In the Sermon on the Mount in Matthew Jesus told us that when we pray we are to go into our own room and shut the door. Paul said that our bodies are temples of the Holy Spirit. We go into our room, we go within ourselves to the place inside where we think and feel and hope and fear and know and wonder – and there God gives us the stories of Jesus to remember and listen to and picture.

Our Easter Gospel is this story Fra Angelico has pictured.

While it was still dark, Mary Magdalene went to the place where they had buried Jesus. She had been there when they took him down from the cross, and the mother held him in her arms for a time, and then they brought him here to this garden and buried him.

That first Easter morning, in today’s story, when someone was there in the dark she thought it was one of the gardeners, and she spoke to him. And then she heard him speak her name, perfectly simply -- Mary.

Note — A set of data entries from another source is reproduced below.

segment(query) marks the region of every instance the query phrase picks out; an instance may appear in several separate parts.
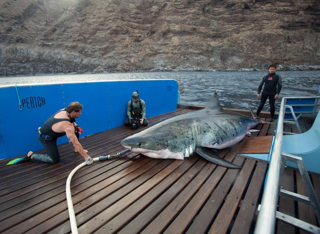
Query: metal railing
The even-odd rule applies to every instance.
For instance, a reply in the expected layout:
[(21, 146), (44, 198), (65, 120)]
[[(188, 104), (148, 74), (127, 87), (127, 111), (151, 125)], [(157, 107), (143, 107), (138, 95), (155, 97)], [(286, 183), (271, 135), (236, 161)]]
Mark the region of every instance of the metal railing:
[[(316, 104), (315, 105), (314, 110), (316, 111), (316, 107), (318, 105), (319, 98), (320, 98), (320, 97), (315, 97), (317, 98), (317, 102), (316, 103)], [(283, 194), (283, 191), (280, 189), (280, 175), (283, 173), (283, 171), (284, 170), (285, 161), (285, 164), (284, 164), (284, 157), (288, 155), (288, 154), (283, 154), (281, 153), (282, 136), (283, 134), (284, 119), (285, 112), (286, 108), (285, 105), (286, 102), (285, 99), (286, 98), (283, 98), (281, 100), (271, 160), (269, 165), (268, 175), (263, 192), (260, 210), (258, 216), (254, 230), (254, 233), (258, 234), (260, 233), (271, 234), (274, 233), (276, 218), (277, 217), (279, 218), (279, 212), (277, 211), (277, 205), (280, 191), (281, 191), (282, 194)], [(295, 157), (296, 157), (293, 156), (294, 158), (295, 158)], [(286, 160), (289, 160), (288, 158), (288, 157), (286, 158)], [(302, 159), (301, 161), (302, 161)], [(282, 168), (281, 168), (282, 167)], [(306, 184), (306, 186), (307, 186)], [(312, 189), (313, 189), (313, 187), (312, 187)], [(313, 191), (314, 192), (314, 190)], [(283, 194), (282, 195), (283, 195)], [(309, 194), (309, 195), (310, 197), (313, 197), (314, 196), (313, 194)], [(299, 196), (299, 195), (297, 195), (297, 196)], [(317, 203), (316, 202), (316, 206), (314, 206), (314, 207), (315, 209), (316, 209), (316, 213), (318, 213), (319, 212), (318, 201), (317, 202)], [(318, 217), (317, 215), (317, 218), (318, 219), (320, 218), (320, 217)], [(317, 228), (317, 227), (313, 227)], [(316, 233), (319, 233), (318, 232), (320, 232), (320, 229), (316, 229), (315, 230), (316, 231)]]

And she recognized him. It was Jesus. And she said in recognition, “Rabbi.” “Teacher.”

Then he said to her what is often the title in Latin of paintings of this scene, Noli me tangere, don’t hold on to me, do not hold on to this risen visible presence, given for a short while so you and the others might know what has happened, that he has been raised from the dead, that God who was with you in him is with you again in him. Truly with you. Present.

Jesus would not remain visibly present. He would ascend to the Father – to the heart of God, where God is. Beyond us, other (and so the imagery of up) and also – and also, deep in the tradition of the Hebrew Bible, out of the theology of God’s presence in the Hebrew Bible – also with us. Unseen. Present.

We listen for his voice in the stories of what he said and what he did. .

We take the bread and wine as signs of God’s presence with us in him, in his love.

And he is with us, to offer forgiveness, friendship, purpose, calling, vocation – God calls each one to follow him as his disciple. His last words in Matthew, the Gospel of the Sermon on the Mount, are his Great Commission to go into all the world and make disciples of everybody. Our mission of empowering and enabling and teaching.

And at the heart of it all, he who is risen and living at the heart of God is with us to love with us with the love we see in his story, in his cross – the living love given to us and if we accept it and trust it and live in it, we forget self and love with something of his love and die to self and come into his new life.

Mary Magdalene left the garden and went and told the others she had seen the Lord – the first witness to the resurrection, the first preacher of the gospel good news of Easter.

A happy and blessed Easter in the love of Christ!

(These comments are based on a sermon preached by the Rev. Raymond Webster on Easter Day, April 4, 2010 in St. Chrysostom’s Church, Chicago.)